The Chhattisgarh police have killed two activists of the Salwa Judum, a government-backed militia to take on Naxalites, which the Supreme Court declared illegal and unconstitutional.

A couple of eyewitnesses told The Hindu that the villagers, of the Muria Gond tribe, were “killed in cold blood by the police.”

A magisterial inquiry has been ordered into the incident, which has angered the residents of several villages in Bijapur district, 400 km south of the capital Raipur, who took out a rally recently.

On February 14, seven Madpal residents went into the forest to recover the carcasses of animals, including two peacocks, they had killed the night before. Near Kurmed, a village 2 km from Madpal, they were stopped on a mud dike between two patches of arable land.

The eyewitness said 50-60 police personnel asked the tribals, who wielded bows and arrows, to surrender their arms. “We were told to sit down, knees folded and our hands placed behind our waist,” said Kuta Vanjam, head of Madpal, who accompanied the hunters.

After confirming their identity, the constables fired randomly at the villagers. Dasru Vanjam, who also went with the villagers, was shot in the thigh. He averred that the villagers were “unarmed” when the firing started. The police fired from a “distance of 15 to 20 yards,” he said, raising his crutch and pointing to the boundary wall of his house. While Raghunath Vanjam, 35, died on the spot, Sudru Vanjam, 32, was alive for a while, he said.
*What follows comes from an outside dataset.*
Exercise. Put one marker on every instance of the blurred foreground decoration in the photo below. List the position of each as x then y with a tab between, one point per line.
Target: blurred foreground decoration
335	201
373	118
The Madpal villagers heard the gunshots around 8 a.m. that day. Raghunath’s mother Gutto chased the police for half-a-km. “They told me to go back or they would shoot me,” Gutto said, crying inconsolably. Raghunath’s wife Poddi Vanjam, 32, said that along with the other villagers, they spent four years in Salwa Judam’s Mirtur camp and returned home in 2009. “Now, we are suspected by the Maoists and killed by the police.”

At the peak of the anti-Maoist movement, several villages of south Chhattisgarh were evacuated, and the tribals were forced to shift to camps in the vicinity of police or paramilitary forces stations, mostly adjacent to motorable roads. One such camp was at Mirtur, housing as it did the residents of Madpal and 16 other villages. At least 10,000 people stayed there, as estimated by this correspondent during a visit in 2007.

That is why the incident has surprised Salwa Judam founder Mahendra Karma. “These men [Raghunath and Sudru] were in the anti-Maoist operation… it is a fake encounter, and [we] demand a proper inquiry. Every villager in remote areas is not a Maoist, the police should understand,” Mr. Karma said on the phone.

Bijapur Superintendent of Police Prashant Agrawal has also concluded that the “dead and the injured tribals are not Naxalites.” “There were some 50 Naxalites in the area, and an exchange of fire [with the police] took place. The villagers came in between the police and the Maoists and got shot,” he said.

However, the First Information Report filed in the Mirtur station states that the police seized usual accoutrements of Naxals, including single shot gunpowder rifles, Communist literature, bows and arrows and bullets casings.

The villagers said the exchange of fire had “never taken place.” They have been asked to testify before the sub-divisional police officer on March 21.